Girkassa wrote on 08/09/11 at 20:05:35:
dfan wrote on 08/09/11 at 19:46:08:
Uhohspaghettio wrote on 08/09/11 at 19:20:00:
I think "gambit" has a precise meaning in chess, that means to allow your opponent material where you can't legally take it back on exactly the next move.. eg. the queen's gambit.
I have never heard this definition. Do you not consider the Danish Gambit to be a gambit?
This definition is new to me as well, and I thought most players agreed that the Queen's Gambit is a misleading name. By this logic, there must be many openings that should have been called a gambit. For example, should 3...a6 in the Ruy Lopez be called a gambit because White can play 4.Bxc6 dxc6 5.Nxe5?

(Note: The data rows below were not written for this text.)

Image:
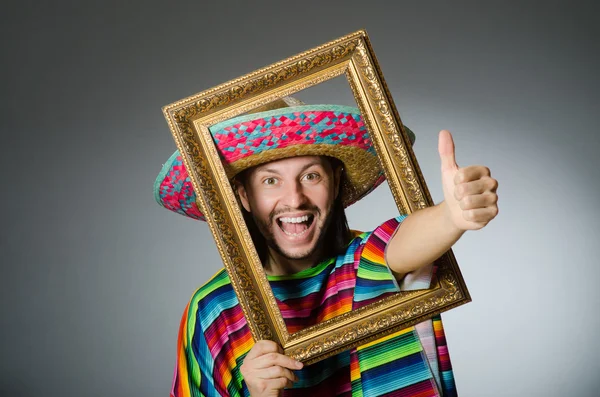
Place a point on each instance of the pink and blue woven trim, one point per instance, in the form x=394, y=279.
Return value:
x=245, y=136
x=301, y=125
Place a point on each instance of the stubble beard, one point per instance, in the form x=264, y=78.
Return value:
x=266, y=228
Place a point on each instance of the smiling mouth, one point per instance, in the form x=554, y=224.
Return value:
x=295, y=226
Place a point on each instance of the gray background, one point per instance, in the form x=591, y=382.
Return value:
x=95, y=275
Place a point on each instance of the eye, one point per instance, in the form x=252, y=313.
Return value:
x=312, y=177
x=269, y=181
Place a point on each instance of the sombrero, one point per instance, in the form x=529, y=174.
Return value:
x=252, y=139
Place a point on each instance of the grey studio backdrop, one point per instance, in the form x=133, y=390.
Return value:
x=95, y=275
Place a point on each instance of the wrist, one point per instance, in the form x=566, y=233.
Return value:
x=447, y=221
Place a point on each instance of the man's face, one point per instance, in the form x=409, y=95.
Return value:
x=290, y=201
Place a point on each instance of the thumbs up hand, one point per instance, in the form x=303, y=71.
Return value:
x=469, y=192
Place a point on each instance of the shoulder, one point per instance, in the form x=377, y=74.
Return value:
x=381, y=234
x=211, y=300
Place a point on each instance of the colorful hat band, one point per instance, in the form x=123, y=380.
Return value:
x=246, y=141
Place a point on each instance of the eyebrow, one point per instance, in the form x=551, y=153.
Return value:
x=274, y=171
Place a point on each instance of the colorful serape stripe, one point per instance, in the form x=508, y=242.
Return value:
x=214, y=337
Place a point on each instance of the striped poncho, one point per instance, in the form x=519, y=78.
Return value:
x=214, y=337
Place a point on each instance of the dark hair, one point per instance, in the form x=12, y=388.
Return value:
x=337, y=234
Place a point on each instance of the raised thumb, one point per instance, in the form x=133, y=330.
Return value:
x=446, y=150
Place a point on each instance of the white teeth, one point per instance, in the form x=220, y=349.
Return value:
x=294, y=220
x=295, y=234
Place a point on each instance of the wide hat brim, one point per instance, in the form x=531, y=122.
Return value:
x=253, y=139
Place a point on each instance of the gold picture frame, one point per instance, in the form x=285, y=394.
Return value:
x=189, y=120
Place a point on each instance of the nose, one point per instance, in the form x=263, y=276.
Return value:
x=294, y=195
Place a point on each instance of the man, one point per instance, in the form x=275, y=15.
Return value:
x=294, y=170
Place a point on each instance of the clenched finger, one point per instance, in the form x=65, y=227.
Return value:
x=270, y=359
x=277, y=372
x=478, y=201
x=471, y=173
x=485, y=184
x=263, y=347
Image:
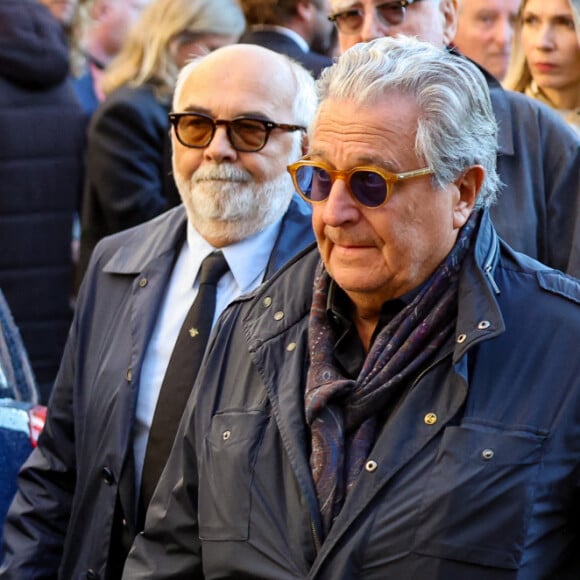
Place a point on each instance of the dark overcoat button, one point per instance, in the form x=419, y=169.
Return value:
x=107, y=476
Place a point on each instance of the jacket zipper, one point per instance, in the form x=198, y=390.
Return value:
x=317, y=543
x=488, y=267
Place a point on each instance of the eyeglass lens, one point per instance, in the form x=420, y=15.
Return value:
x=244, y=134
x=368, y=187
x=389, y=13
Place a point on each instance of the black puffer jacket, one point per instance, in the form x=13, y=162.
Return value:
x=41, y=141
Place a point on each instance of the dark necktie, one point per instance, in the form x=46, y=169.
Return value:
x=180, y=376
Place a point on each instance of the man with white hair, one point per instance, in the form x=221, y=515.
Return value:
x=538, y=207
x=239, y=118
x=402, y=401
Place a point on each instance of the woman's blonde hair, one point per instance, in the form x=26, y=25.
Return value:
x=147, y=56
x=519, y=77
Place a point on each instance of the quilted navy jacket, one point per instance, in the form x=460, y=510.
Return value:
x=474, y=476
x=41, y=142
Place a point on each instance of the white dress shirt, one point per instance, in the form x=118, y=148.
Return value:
x=247, y=261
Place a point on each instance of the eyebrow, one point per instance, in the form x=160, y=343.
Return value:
x=206, y=111
x=360, y=161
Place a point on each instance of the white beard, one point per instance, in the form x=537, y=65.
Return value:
x=223, y=202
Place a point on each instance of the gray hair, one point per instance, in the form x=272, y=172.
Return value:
x=303, y=89
x=456, y=127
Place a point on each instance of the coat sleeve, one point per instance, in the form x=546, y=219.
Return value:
x=36, y=524
x=562, y=172
x=169, y=547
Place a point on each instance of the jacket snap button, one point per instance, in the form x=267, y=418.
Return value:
x=487, y=454
x=107, y=476
x=371, y=466
x=430, y=418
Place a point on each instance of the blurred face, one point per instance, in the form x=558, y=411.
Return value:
x=115, y=18
x=188, y=46
x=485, y=31
x=228, y=194
x=550, y=43
x=62, y=10
x=430, y=20
x=381, y=253
x=323, y=29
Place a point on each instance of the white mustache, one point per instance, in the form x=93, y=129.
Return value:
x=221, y=173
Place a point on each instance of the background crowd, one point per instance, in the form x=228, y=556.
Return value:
x=88, y=150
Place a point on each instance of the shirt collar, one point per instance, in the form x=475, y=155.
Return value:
x=247, y=259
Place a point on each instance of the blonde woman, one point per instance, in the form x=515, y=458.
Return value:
x=546, y=61
x=128, y=178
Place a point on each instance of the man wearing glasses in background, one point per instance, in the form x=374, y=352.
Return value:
x=239, y=120
x=400, y=403
x=538, y=206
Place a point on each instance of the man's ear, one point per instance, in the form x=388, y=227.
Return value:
x=304, y=143
x=468, y=186
x=449, y=10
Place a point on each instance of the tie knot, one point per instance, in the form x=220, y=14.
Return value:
x=213, y=268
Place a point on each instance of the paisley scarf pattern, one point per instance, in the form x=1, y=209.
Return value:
x=342, y=413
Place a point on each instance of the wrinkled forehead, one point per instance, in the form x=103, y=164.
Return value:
x=236, y=85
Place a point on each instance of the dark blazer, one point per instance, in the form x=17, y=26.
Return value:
x=41, y=142
x=128, y=174
x=283, y=44
x=82, y=463
x=538, y=161
x=473, y=475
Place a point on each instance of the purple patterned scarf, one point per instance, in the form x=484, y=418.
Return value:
x=341, y=412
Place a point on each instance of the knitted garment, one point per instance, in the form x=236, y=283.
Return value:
x=342, y=412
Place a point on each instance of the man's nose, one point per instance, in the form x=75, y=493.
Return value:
x=220, y=148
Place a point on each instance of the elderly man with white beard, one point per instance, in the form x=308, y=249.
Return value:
x=239, y=119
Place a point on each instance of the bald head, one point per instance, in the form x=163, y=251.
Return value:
x=275, y=80
x=242, y=113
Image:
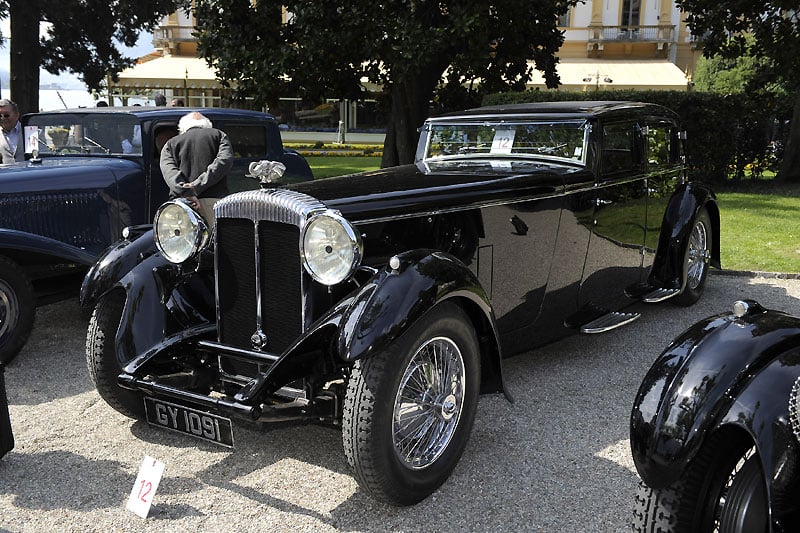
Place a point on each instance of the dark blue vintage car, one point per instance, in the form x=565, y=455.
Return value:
x=715, y=427
x=98, y=173
x=384, y=302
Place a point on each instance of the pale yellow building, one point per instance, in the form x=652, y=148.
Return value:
x=609, y=44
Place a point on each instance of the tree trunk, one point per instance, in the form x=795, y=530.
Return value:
x=25, y=55
x=790, y=165
x=409, y=104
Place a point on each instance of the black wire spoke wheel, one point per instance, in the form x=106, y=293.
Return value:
x=429, y=403
x=409, y=409
x=17, y=309
x=696, y=257
x=742, y=503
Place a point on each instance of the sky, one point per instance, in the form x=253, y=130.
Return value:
x=64, y=80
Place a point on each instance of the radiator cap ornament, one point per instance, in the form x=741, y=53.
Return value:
x=267, y=172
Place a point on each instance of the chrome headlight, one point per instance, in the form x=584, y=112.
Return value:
x=180, y=232
x=331, y=248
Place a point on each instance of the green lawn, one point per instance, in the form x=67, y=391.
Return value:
x=328, y=166
x=760, y=224
x=760, y=230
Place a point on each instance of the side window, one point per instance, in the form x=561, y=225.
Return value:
x=619, y=148
x=249, y=141
x=659, y=145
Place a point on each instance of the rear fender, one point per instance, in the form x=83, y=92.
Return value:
x=694, y=383
x=14, y=242
x=762, y=409
x=676, y=228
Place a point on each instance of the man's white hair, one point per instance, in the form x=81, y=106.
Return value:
x=193, y=120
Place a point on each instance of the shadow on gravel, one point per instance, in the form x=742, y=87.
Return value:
x=72, y=481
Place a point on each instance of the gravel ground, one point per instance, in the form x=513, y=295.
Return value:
x=555, y=460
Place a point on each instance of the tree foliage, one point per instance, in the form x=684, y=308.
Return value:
x=82, y=39
x=411, y=48
x=769, y=30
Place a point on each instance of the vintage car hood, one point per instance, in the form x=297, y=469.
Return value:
x=411, y=189
x=57, y=173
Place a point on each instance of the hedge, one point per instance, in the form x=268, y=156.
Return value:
x=727, y=134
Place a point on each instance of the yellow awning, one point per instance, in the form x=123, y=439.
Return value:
x=587, y=75
x=169, y=72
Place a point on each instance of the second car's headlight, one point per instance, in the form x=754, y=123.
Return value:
x=179, y=232
x=331, y=248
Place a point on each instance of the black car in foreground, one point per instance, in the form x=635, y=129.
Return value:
x=384, y=302
x=97, y=172
x=715, y=427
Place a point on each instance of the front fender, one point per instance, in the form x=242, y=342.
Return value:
x=676, y=228
x=398, y=297
x=694, y=383
x=375, y=315
x=118, y=259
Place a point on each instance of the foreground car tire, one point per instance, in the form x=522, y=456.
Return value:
x=101, y=357
x=17, y=309
x=719, y=492
x=695, y=260
x=409, y=410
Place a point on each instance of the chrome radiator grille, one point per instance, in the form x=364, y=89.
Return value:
x=259, y=269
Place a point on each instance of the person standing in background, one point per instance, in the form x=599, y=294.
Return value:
x=12, y=143
x=195, y=163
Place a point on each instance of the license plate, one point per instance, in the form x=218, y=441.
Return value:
x=189, y=421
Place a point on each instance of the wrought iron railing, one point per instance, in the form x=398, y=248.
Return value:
x=641, y=34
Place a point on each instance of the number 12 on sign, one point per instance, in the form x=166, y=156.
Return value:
x=144, y=489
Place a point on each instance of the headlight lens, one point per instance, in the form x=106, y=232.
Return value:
x=180, y=232
x=331, y=248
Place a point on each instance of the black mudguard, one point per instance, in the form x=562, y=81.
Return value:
x=117, y=260
x=23, y=242
x=676, y=228
x=722, y=371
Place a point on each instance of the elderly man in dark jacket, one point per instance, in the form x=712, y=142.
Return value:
x=195, y=163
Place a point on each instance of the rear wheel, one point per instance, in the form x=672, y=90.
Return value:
x=17, y=309
x=723, y=493
x=101, y=357
x=696, y=256
x=409, y=410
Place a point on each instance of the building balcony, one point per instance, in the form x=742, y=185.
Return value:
x=660, y=34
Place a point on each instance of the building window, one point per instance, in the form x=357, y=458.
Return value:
x=631, y=10
x=565, y=19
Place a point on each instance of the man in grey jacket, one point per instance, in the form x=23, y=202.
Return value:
x=195, y=163
x=12, y=142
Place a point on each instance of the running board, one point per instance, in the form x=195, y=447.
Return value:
x=609, y=321
x=659, y=295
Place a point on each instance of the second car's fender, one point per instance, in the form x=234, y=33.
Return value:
x=676, y=227
x=693, y=384
x=118, y=259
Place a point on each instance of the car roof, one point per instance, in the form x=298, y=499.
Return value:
x=567, y=109
x=161, y=112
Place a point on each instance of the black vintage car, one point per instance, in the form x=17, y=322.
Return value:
x=384, y=302
x=715, y=427
x=96, y=172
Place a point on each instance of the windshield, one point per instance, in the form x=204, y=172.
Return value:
x=548, y=140
x=89, y=133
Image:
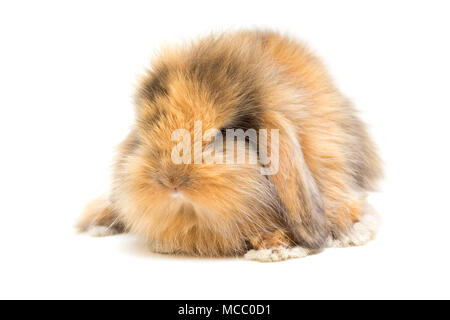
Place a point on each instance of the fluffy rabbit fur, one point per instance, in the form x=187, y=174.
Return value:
x=247, y=79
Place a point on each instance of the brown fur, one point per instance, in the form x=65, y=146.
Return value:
x=242, y=80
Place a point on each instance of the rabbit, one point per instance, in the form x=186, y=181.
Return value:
x=248, y=79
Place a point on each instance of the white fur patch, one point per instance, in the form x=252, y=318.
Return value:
x=276, y=254
x=361, y=232
x=101, y=231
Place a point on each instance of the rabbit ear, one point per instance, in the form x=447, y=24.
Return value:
x=297, y=189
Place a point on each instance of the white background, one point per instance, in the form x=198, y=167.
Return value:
x=67, y=73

My definition of a gambit would probably be to sacrifice material without intending to take it back in the foreseeable future. By this definition, the Queen's Gambit is not a gambit (unless white intends 2...dxc4 3.Nf3 Nf6 4.Nc3).
With all due respect Girkassa, it's kind of irrelevant what you would call a gambit or what "your" definition of a gambit is, it doesn't matter.
This is how a gambit is in chess, I think it's a good way because it's completely objective. Otherwise you get into subjective issues. I mean what the heck is "foreseeable future"? I hope that others don't get ideas like you and openings are new mislabelled in future going against the established and traditional way of labelling them. (...and I hope someone doesn't find an exception already).
Your preconceptions of what a gambit "should be" are a bit arbitrary to be honest and depend on principles of chess that aren't proper for objective naming. You may find the "queen's gambit" misleading, but that's missing the point: Opening names aren't
supposed to tell you anything about an opening's analysis.
Just because many players may agree the Queen's Gambit is "misleading" (and that's only because it's unusual for a gambit to work like that) that doesn't mean they would want it to be called anything else.
Uhohspaghettio, the thing about your definition of a Gambit is that it classifies some openings/moves as gambits, even though nobody would ever call them gambits.
Here is another example, 1.e4 e5 2.Nf3 Nc6 3. Bb5 Nf6 4.d3 Nd7.
Is 4...Nd7 a gambit? according to you definition it is because white has 5.Nxe5, and black can't get the material back on the NEXT move. Of course, after 5...c6 white is loosing material, and 5.Nex5 is not playable. I would never call 4...Nd7 a gambit.